More than 40 different neurological diseases are caused by microsatellite repeat expansions that locate within translated or untranslated gene regions, including 5' and 3' untranslated regions (UTRs), introns, and protein-coding regions. Expansion mutations are transcribed bidirectionally and have been shown to give rise to proteins, which are synthesized from three reading frames in the absence of an AUG initiation codon through a novel process called repeat-associated non-ATG (RAN) translation. RAN proteins, which were first described in spinocerebellar ataxia type 8 (SCA8) and myotonic dystrophy type 1 (DM1), have now been reported in a growing list of microsatellite expansion diseases. This article reviews what is currently known about RAN proteins in microsatellite expansion diseases and experiments that provide clues on how RAN translation is regulated.

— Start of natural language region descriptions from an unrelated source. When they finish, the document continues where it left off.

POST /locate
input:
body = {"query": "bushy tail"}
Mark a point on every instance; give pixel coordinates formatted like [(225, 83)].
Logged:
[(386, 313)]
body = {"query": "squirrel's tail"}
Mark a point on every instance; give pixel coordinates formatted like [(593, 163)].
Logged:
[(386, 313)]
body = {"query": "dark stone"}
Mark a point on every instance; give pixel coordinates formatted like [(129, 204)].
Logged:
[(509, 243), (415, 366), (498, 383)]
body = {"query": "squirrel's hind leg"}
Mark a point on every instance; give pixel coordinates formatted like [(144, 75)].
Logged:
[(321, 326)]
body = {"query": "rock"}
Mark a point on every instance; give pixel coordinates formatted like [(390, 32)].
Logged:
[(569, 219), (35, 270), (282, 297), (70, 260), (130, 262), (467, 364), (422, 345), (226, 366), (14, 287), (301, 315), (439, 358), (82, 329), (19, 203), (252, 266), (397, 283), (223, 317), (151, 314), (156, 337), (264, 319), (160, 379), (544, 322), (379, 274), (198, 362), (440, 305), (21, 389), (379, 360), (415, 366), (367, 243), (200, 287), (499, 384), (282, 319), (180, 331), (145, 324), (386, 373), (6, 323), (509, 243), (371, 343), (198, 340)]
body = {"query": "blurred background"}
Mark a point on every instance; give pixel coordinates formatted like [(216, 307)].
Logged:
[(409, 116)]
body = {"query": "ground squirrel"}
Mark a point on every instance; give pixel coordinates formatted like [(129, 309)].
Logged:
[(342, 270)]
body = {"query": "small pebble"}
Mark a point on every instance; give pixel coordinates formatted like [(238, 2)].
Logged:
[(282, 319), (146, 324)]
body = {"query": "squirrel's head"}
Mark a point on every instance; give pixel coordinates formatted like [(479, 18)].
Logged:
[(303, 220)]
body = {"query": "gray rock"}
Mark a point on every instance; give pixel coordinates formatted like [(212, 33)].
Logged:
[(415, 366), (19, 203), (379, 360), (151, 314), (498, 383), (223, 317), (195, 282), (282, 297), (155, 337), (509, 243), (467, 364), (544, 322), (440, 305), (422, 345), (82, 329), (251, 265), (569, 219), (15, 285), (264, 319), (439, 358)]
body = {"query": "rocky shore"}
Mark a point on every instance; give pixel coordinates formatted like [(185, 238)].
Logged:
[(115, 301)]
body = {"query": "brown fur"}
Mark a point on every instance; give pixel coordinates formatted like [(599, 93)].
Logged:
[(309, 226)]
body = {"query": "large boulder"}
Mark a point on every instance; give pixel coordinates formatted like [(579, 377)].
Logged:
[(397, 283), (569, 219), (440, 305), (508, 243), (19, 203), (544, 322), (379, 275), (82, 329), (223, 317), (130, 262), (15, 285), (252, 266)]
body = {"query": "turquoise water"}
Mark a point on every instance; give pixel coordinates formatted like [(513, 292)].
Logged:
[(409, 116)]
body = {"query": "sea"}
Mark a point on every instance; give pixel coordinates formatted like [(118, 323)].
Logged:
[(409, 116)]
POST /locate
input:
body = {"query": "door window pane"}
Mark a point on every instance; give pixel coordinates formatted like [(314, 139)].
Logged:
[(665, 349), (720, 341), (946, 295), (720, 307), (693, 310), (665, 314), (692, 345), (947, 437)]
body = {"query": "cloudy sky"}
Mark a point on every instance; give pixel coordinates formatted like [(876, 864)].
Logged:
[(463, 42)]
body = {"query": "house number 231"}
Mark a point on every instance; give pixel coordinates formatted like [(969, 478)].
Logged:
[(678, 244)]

超过 40 种不同的神经疾病是由位于翻译或非翻译基因区域内的微卫星重复扩展引起的,包括 5'和 3'非翻译区 (UTR)、内含子和编码蛋白的区域。扩展突变是双向转录的,并已被证明会产生蛋白质,这些蛋白质是通过一种称为重复相关非 AUG(RAN)翻译的新过程从三个阅读框中合成的,而没有 AUG 起始密码子。RAN 蛋白最初在脊髓小脑共济失调 8 型 (SCA8) 和肌强直性营养不良 1 型 (DM1) 中被描述,现在已经在不断增加的微卫星扩展疾病列表中被报道。本文综述了目前已知的微卫星扩展疾病中 RAN 蛋白的情况,以及为阐明 RAN 翻译如何受到调控而进行的实验。